Klingon-
Sometimes, a general does go in harm's way. The airborne generals who jumped with their divisions in WW II, Ridgeway and Gavin, sure looked as if they expected possible trouble. In addition to their firearms, Gavin had a Randall knife.
The best testimony I've seen along this line was in a book by a young cavalry officer, Lt. Winston Leonard Spencer Churchill, who later made his mark in politics. (Primer Minister in WW II and later, Knight of the Garter.)
Churchill was serving in one of the frontier wars along the Afghan border in 1897. The Afghans and the Pathan tribesmen in NW British India (now Pakistan) were always at war to some degree, and the Malakand Field Force had been sent to quell a bad outbreak.
Churchill related how Maj-Gen. Sir Bindon Blood was at a peace conference when one of the wild tribesmen came at him with a Khyber knife. The general drew his revolver (type not stated) and dropped the man about two feet from him.

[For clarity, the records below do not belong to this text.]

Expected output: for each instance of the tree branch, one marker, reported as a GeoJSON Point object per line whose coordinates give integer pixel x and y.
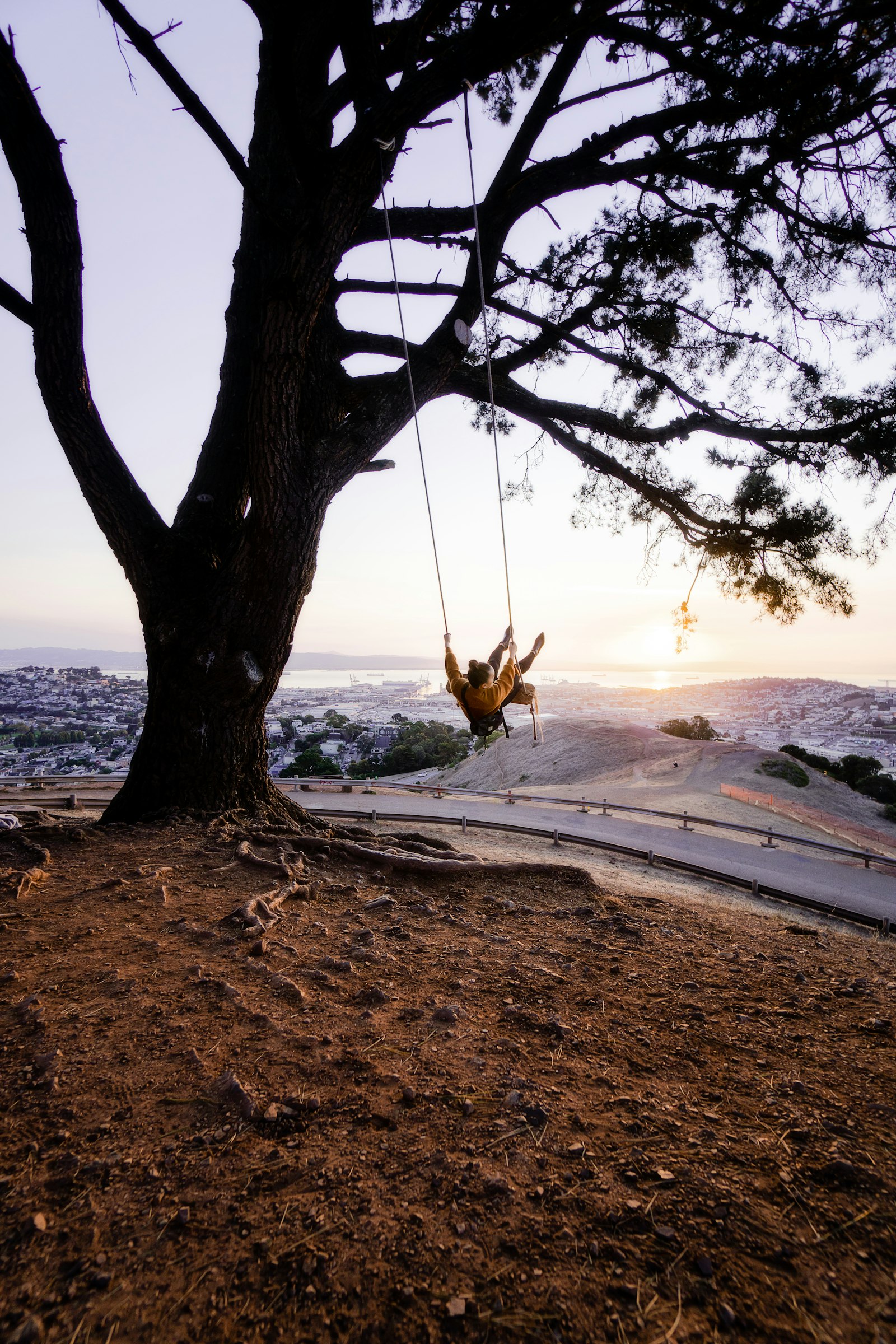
{"type": "Point", "coordinates": [386, 287]}
{"type": "Point", "coordinates": [16, 303]}
{"type": "Point", "coordinates": [125, 515]}
{"type": "Point", "coordinates": [146, 45]}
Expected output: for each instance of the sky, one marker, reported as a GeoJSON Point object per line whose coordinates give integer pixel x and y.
{"type": "Point", "coordinates": [160, 218]}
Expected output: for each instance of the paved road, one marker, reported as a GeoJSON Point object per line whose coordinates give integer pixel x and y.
{"type": "Point", "coordinates": [837, 884]}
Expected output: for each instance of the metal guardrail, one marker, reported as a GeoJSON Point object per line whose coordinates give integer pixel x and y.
{"type": "Point", "coordinates": [604, 808]}
{"type": "Point", "coordinates": [558, 838]}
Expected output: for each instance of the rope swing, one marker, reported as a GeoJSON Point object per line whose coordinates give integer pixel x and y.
{"type": "Point", "coordinates": [388, 146]}
{"type": "Point", "coordinates": [410, 380]}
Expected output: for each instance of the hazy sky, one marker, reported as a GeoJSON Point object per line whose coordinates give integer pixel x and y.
{"type": "Point", "coordinates": [160, 218]}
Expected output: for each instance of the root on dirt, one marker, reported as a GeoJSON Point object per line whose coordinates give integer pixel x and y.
{"type": "Point", "coordinates": [414, 855]}
{"type": "Point", "coordinates": [260, 913]}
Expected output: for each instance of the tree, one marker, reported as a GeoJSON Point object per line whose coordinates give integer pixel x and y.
{"type": "Point", "coordinates": [739, 159]}
{"type": "Point", "coordinates": [698, 729]}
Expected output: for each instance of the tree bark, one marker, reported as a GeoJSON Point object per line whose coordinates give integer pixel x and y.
{"type": "Point", "coordinates": [217, 644]}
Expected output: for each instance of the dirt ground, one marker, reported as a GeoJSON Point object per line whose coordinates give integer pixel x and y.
{"type": "Point", "coordinates": [567, 1107]}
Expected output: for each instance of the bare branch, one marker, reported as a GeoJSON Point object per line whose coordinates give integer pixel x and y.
{"type": "Point", "coordinates": [146, 45]}
{"type": "Point", "coordinates": [379, 464]}
{"type": "Point", "coordinates": [16, 303]}
{"type": "Point", "coordinates": [125, 515]}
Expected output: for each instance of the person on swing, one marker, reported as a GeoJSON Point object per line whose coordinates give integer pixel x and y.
{"type": "Point", "coordinates": [486, 687]}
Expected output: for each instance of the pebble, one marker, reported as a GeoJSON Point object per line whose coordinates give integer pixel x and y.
{"type": "Point", "coordinates": [372, 995]}
{"type": "Point", "coordinates": [336, 964]}
{"type": "Point", "coordinates": [27, 1331]}
{"type": "Point", "coordinates": [379, 904]}
{"type": "Point", "coordinates": [535, 1114]}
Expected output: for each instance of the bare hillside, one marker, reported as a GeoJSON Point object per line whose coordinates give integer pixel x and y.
{"type": "Point", "coordinates": [632, 764]}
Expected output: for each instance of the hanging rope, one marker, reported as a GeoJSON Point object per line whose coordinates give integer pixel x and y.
{"type": "Point", "coordinates": [534, 707]}
{"type": "Point", "coordinates": [488, 353]}
{"type": "Point", "coordinates": [410, 384]}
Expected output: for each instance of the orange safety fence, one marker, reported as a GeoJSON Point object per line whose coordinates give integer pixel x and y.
{"type": "Point", "coordinates": [852, 831]}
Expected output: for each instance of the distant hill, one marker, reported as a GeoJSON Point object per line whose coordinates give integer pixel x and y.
{"type": "Point", "coordinates": [115, 659]}
{"type": "Point", "coordinates": [54, 657]}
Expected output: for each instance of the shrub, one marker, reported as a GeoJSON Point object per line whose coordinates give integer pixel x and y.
{"type": "Point", "coordinates": [417, 746]}
{"type": "Point", "coordinates": [698, 730]}
{"type": "Point", "coordinates": [879, 787]}
{"type": "Point", "coordinates": [311, 763]}
{"type": "Point", "coordinates": [786, 771]}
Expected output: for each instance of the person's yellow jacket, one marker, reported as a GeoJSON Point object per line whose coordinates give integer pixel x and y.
{"type": "Point", "coordinates": [484, 699]}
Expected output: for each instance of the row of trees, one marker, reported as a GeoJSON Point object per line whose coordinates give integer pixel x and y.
{"type": "Point", "coordinates": [861, 773]}
{"type": "Point", "coordinates": [696, 729]}
{"type": "Point", "coordinates": [416, 746]}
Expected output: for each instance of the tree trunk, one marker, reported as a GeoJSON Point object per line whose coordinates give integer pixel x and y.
{"type": "Point", "coordinates": [211, 674]}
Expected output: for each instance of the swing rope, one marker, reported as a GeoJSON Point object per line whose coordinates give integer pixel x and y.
{"type": "Point", "coordinates": [410, 388]}
{"type": "Point", "coordinates": [488, 353]}
{"type": "Point", "coordinates": [383, 146]}
{"type": "Point", "coordinates": [534, 706]}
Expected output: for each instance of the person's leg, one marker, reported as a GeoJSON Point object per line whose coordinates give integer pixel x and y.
{"type": "Point", "coordinates": [494, 656]}
{"type": "Point", "coordinates": [524, 664]}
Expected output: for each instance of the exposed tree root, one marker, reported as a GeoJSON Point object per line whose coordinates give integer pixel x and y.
{"type": "Point", "coordinates": [260, 913]}
{"type": "Point", "coordinates": [230, 1092]}
{"type": "Point", "coordinates": [18, 884]}
{"type": "Point", "coordinates": [246, 855]}
{"type": "Point", "coordinates": [441, 866]}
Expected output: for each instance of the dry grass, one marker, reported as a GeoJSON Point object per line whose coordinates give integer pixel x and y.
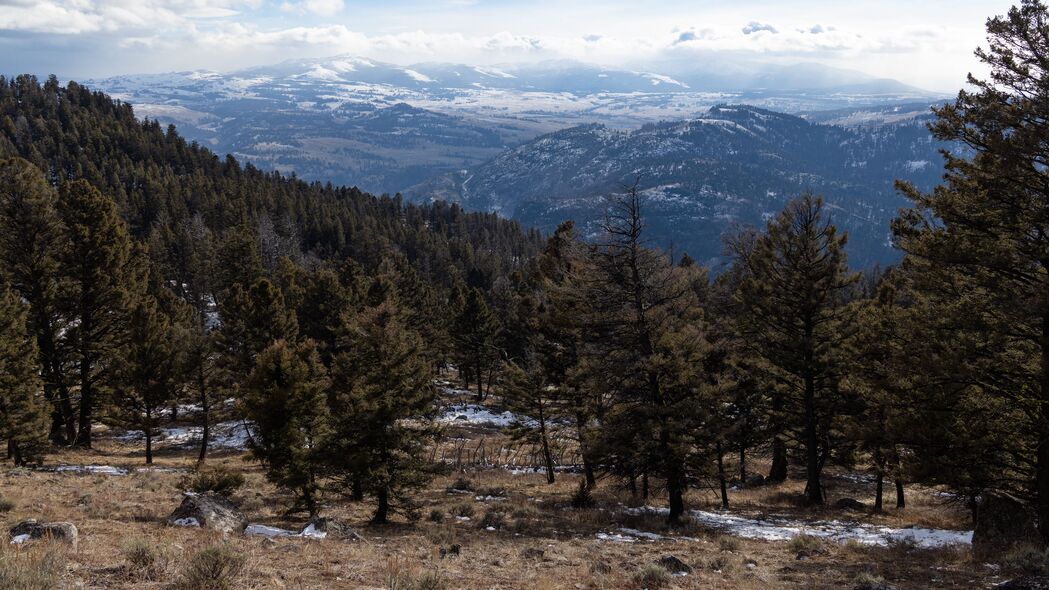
{"type": "Point", "coordinates": [539, 541]}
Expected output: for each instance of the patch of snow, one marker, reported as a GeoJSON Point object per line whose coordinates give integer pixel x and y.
{"type": "Point", "coordinates": [783, 528]}
{"type": "Point", "coordinates": [312, 532]}
{"type": "Point", "coordinates": [265, 530]}
{"type": "Point", "coordinates": [470, 414]}
{"type": "Point", "coordinates": [92, 469]}
{"type": "Point", "coordinates": [416, 76]}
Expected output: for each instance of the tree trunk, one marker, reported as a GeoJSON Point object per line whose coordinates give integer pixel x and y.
{"type": "Point", "coordinates": [813, 490]}
{"type": "Point", "coordinates": [721, 476]}
{"type": "Point", "coordinates": [206, 419]}
{"type": "Point", "coordinates": [382, 511]}
{"type": "Point", "coordinates": [547, 457]}
{"type": "Point", "coordinates": [1042, 460]}
{"type": "Point", "coordinates": [743, 464]}
{"type": "Point", "coordinates": [584, 450]}
{"type": "Point", "coordinates": [777, 473]}
{"type": "Point", "coordinates": [86, 403]}
{"type": "Point", "coordinates": [879, 486]}
{"type": "Point", "coordinates": [676, 491]}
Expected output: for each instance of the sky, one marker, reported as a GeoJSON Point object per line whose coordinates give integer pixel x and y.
{"type": "Point", "coordinates": [925, 43]}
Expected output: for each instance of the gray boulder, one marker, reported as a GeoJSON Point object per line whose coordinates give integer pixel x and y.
{"type": "Point", "coordinates": [329, 528]}
{"type": "Point", "coordinates": [208, 510]}
{"type": "Point", "coordinates": [1003, 523]}
{"type": "Point", "coordinates": [673, 565]}
{"type": "Point", "coordinates": [30, 530]}
{"type": "Point", "coordinates": [850, 504]}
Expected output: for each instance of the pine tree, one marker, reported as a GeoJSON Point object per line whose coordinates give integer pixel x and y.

Churchill said that until then, he and many other junior officers had thought that a general's sidearm was mainly for show.
Sir Bindon, a descendent of the famous Dr. Peter Blood once played by Errol Flynn in a movie, was very familiar with the Indian tribes and sensed that the man he shot might be dangerous, so he was ready when he had to draw.
Incidentally, Churchill did not yet have his famous Mauser 7.63mm then, being armed with a .455 Wilkinson-Webley, Model of 1892. His guns were discussed in two articles some years ago in, "Man at Arms". I have no idea what became of them following the UK handgun ban in 1997. Prior to that, they had remained in the family.
1911 Forum members will want to know that Sir Winston owned two Colt .45 automatics. One was a civilian Government Model bought when he returned to the army and went to France in WWI following his removal as First Sea Lord after the disaster at Gallipoli in 1915, when he carelessly supported the ANZAC invasion there that fared so badly against the Turks. It was definitly a .45, not the British govt. purchased .455 Eley caliber variant.
A Commander .45 was presented to the former Prime Minister by Colt's in 1951. Churchill was known to have test fired it, so he didn't regard it as just a gift. He wore the M-1911 under his coat often in WW II, and the outline is easily seen beneath his white suit in a famous photo taken of him visiting North Africa. (?) (May have been at Yalta.)
Oh: How did I forget Julius Caesar, who was often in the thick of battle, leading his legions in Gaul? He even won the Grass Crown, awarded to Romans who saved their injured and held ground against the enemy. It was their Medal of Honor, in a sense.